San Andreas Fault


San Andreas Fault
The San Andreas Fault is a dextral strike-slip fault. The fault marks the boundary between the North American Plate on the east and the Pacific Plate on the west. A lesser proportion of the motion between these two plates is accommodated along the Walker Lane Shear Zone and in the Basin and Range Province. The San Andreas Fault connects the Cascadia Subduction Zone in the north (at Cape Mendocino) to the Gulf of California Rift in the south. The San Andreas Fault is composed of a zone several miles wide which incorporates multiple strands. Activity and displacement on the various strands migrates in time and space. The main active strand currently runs on and off-shore between Cape Mendocino and the Sea of Cortez. From Cape Mendocino, it runs offshore to Tomales Bay, southward through Bolinas Lagoon, just west of the San Francisco Peninsula, to come onshore again at Daly City, through the hills of the Peninsula (Crystal Springs reservoir is formed by the fault itself). In the Santa Cruz mountains, it bends slightly eastward, forming a restraining bend. This is the site of the transpressional (blind reverse) 1989 Loma Prieta Earthquake. The fault continues south through the historic mission at San Juan Bautista and through the town of Hollister (where active creep can be seen to offset sidewalks and even houses). The Transverse Ranges north of Santa Barbara are formed by compression across a major restraining bend to the east. Strands of the fault snake under the LA Basin. South of LA the fault expresses an extensional bend to the west -causing the Salton Trough. From there it connects into the active spreading under the Sea of Cortez.
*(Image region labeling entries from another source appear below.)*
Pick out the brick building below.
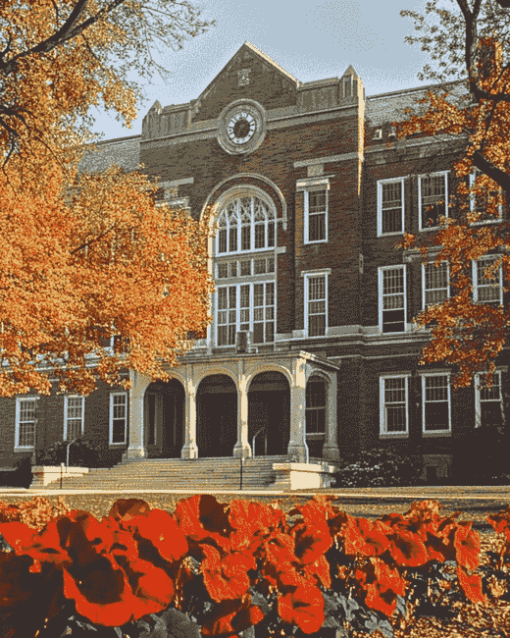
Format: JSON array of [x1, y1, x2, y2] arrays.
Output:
[[4, 42, 508, 484]]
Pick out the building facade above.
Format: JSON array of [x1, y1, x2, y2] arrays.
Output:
[[0, 43, 508, 477]]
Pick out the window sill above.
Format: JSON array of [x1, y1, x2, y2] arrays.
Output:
[[377, 230, 404, 237], [421, 430, 452, 439]]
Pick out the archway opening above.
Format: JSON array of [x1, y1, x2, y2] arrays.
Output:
[[144, 379, 184, 458], [306, 375, 327, 458], [248, 372, 290, 456], [197, 374, 237, 457]]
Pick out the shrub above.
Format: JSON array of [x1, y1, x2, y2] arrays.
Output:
[[335, 448, 423, 487], [39, 439, 111, 467]]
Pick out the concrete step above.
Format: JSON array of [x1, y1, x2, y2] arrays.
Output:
[[38, 455, 298, 492]]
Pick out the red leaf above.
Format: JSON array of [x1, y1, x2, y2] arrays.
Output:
[[389, 528, 429, 567], [131, 509, 188, 562], [305, 555, 331, 589], [453, 523, 480, 569], [200, 596, 264, 636], [201, 545, 256, 602], [293, 520, 333, 564], [278, 585, 324, 634], [108, 498, 151, 522], [457, 565, 487, 605]]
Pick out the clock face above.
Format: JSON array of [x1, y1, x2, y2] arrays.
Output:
[[227, 114, 257, 144]]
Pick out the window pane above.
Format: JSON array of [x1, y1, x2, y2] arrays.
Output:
[[421, 175, 446, 228], [381, 181, 402, 233]]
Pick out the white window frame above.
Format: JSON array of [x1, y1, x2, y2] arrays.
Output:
[[64, 394, 85, 441], [301, 268, 331, 339], [108, 392, 129, 446], [469, 171, 503, 226], [304, 189, 329, 244], [377, 264, 407, 335], [475, 370, 505, 428], [421, 260, 450, 310], [418, 171, 450, 232], [377, 177, 405, 237], [214, 192, 278, 257], [420, 372, 452, 437], [14, 397, 38, 452], [379, 373, 410, 439], [214, 279, 277, 348], [472, 255, 503, 305]]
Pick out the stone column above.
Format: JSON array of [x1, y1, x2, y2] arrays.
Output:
[[122, 370, 151, 461], [322, 373, 340, 463], [287, 359, 306, 463], [181, 370, 198, 459], [234, 375, 251, 459]]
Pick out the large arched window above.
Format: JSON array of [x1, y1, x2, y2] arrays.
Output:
[[214, 191, 276, 347], [216, 195, 275, 255]]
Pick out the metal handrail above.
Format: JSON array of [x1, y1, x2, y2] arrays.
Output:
[[251, 425, 267, 457]]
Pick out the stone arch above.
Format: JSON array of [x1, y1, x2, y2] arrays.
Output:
[[143, 378, 185, 458], [196, 371, 238, 457], [194, 366, 239, 392], [305, 366, 332, 458], [247, 361, 292, 392], [248, 366, 291, 456]]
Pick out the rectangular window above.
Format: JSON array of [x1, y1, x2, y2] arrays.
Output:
[[64, 396, 85, 441], [305, 379, 326, 435], [473, 255, 503, 306], [379, 266, 406, 333], [379, 376, 408, 434], [422, 261, 450, 308], [305, 275, 328, 337], [421, 374, 451, 432], [469, 169, 503, 224], [217, 282, 275, 346], [475, 370, 503, 428], [15, 397, 37, 449], [218, 286, 237, 346], [418, 171, 448, 230], [305, 188, 328, 244], [377, 178, 404, 235], [110, 392, 127, 445]]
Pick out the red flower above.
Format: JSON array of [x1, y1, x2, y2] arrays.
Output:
[[228, 500, 285, 552], [175, 494, 232, 550], [109, 498, 151, 523], [305, 554, 331, 589], [201, 544, 256, 602], [389, 528, 429, 567], [457, 565, 487, 605], [355, 556, 405, 616], [278, 584, 324, 634], [453, 523, 480, 569], [343, 517, 390, 556], [122, 509, 188, 563], [200, 595, 264, 636]]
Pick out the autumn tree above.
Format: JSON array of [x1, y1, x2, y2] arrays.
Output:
[[395, 0, 510, 387], [0, 0, 213, 396]]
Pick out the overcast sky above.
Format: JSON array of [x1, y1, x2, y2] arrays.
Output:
[[89, 0, 436, 139]]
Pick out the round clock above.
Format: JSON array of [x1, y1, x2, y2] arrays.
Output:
[[227, 109, 257, 144], [218, 100, 266, 155]]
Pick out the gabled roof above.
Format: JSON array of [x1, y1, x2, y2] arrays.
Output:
[[196, 41, 302, 103]]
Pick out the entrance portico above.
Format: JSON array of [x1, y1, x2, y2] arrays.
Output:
[[124, 351, 339, 463]]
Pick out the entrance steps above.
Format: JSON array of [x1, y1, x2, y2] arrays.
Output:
[[35, 455, 320, 493]]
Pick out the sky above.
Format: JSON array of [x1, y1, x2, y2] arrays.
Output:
[[92, 0, 428, 139]]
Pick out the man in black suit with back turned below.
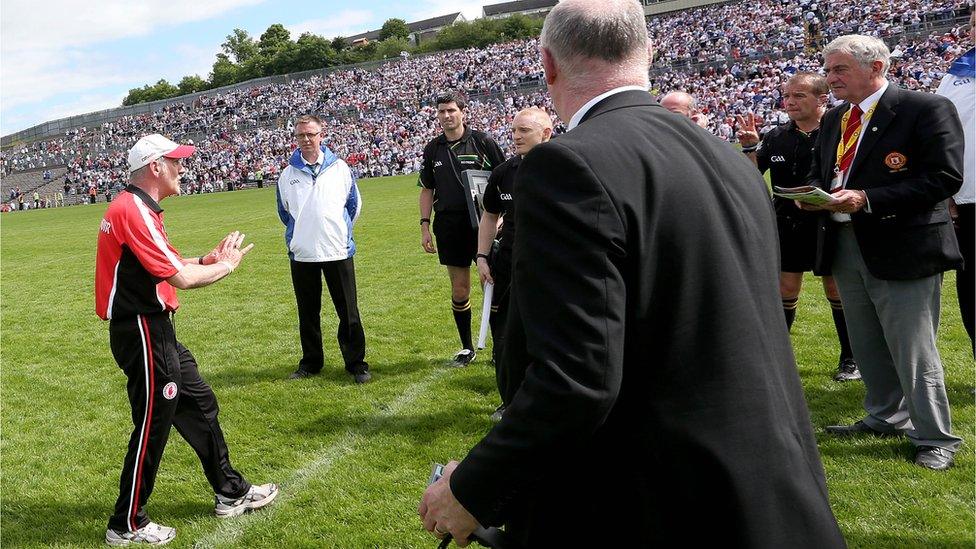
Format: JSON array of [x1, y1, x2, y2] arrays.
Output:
[[418, 0, 844, 548], [805, 35, 963, 470]]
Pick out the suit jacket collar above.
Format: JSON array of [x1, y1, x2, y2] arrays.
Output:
[[847, 83, 901, 182], [580, 90, 663, 125]]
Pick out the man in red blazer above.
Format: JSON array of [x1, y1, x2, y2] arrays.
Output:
[[807, 35, 963, 470]]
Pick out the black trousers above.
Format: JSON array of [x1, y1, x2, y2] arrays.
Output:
[[956, 204, 976, 354], [291, 257, 369, 374], [108, 313, 251, 532]]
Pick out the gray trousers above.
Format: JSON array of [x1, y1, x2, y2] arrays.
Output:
[[832, 223, 962, 452]]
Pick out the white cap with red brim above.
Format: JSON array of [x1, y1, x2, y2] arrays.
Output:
[[129, 133, 196, 172]]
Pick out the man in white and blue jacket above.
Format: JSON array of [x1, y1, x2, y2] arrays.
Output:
[[278, 115, 371, 383]]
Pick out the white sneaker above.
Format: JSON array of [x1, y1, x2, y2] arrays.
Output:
[[214, 483, 278, 518], [105, 522, 176, 547]]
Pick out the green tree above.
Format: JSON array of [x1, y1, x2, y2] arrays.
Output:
[[220, 29, 258, 64], [176, 74, 208, 95], [237, 55, 273, 82], [380, 18, 410, 42], [296, 32, 336, 71], [258, 23, 291, 59], [210, 53, 240, 88]]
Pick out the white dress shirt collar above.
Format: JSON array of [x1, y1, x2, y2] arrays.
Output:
[[857, 80, 888, 115], [566, 86, 647, 131], [302, 149, 325, 166]]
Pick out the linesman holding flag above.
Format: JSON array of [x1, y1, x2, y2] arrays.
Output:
[[736, 72, 861, 381], [418, 93, 505, 366], [477, 107, 552, 421]]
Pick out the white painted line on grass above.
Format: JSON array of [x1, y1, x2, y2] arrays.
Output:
[[193, 369, 443, 549]]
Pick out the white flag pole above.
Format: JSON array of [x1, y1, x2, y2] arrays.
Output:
[[478, 282, 495, 351]]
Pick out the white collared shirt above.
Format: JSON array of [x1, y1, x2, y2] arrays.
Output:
[[566, 86, 647, 131], [935, 68, 976, 204], [830, 80, 888, 223]]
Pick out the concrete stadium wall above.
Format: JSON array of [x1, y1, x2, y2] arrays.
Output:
[[0, 52, 428, 149], [639, 0, 730, 16]]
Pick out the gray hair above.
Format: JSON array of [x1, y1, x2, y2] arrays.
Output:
[[539, 0, 648, 63], [823, 34, 891, 76]]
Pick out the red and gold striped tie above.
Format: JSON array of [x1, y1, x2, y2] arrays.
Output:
[[837, 105, 864, 172]]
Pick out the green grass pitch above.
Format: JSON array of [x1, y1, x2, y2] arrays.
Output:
[[0, 176, 976, 548]]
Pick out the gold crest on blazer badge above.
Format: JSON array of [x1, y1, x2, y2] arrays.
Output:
[[885, 152, 908, 171]]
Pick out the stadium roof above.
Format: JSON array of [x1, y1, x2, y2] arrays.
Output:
[[346, 11, 464, 44], [482, 0, 559, 17]]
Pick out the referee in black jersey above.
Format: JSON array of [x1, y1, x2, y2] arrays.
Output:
[[419, 93, 505, 366], [477, 107, 552, 421], [737, 72, 861, 381]]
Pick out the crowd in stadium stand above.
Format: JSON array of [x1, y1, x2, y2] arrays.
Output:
[[0, 0, 971, 201]]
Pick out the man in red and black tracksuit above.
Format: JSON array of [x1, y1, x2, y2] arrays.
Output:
[[95, 134, 277, 545]]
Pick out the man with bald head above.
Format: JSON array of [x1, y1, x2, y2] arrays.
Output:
[[418, 0, 844, 548], [660, 91, 708, 128], [477, 107, 552, 421]]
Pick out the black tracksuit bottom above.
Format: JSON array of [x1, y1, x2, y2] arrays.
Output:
[[108, 313, 251, 532], [290, 257, 369, 374]]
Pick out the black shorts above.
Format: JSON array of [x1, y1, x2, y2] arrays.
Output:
[[433, 211, 478, 267], [776, 216, 817, 273]]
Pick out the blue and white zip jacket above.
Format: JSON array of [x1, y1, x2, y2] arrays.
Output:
[[278, 145, 362, 263]]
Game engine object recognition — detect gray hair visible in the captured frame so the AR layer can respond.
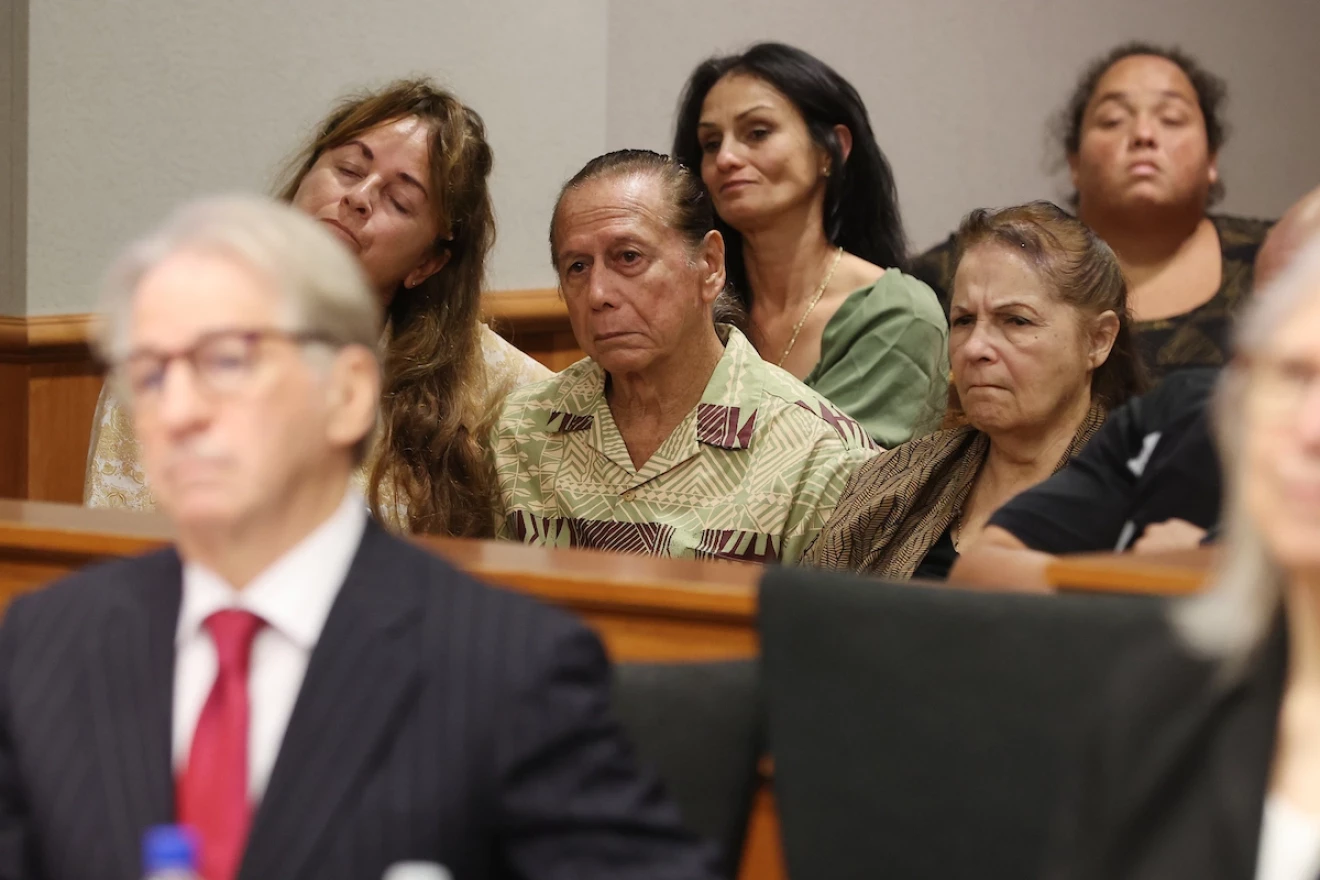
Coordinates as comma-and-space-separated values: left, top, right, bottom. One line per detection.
1172, 240, 1320, 677
96, 195, 381, 463
96, 195, 381, 363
The San Andreas fault was discovered by professor Andrew Lawson in 1895, who famously climbed into the faulted serpentinite well where the south tower of the Golden Gate Bridge was being poured. In spite of the extreme deformation of the serpentinite, Lawson declared the bridge perfectly safe. The events of the 1906 San Francisco earthquake would seem to substantiate Lawson's conclusion as the ruptured strand was not the one he observed in the footprint of the bridge.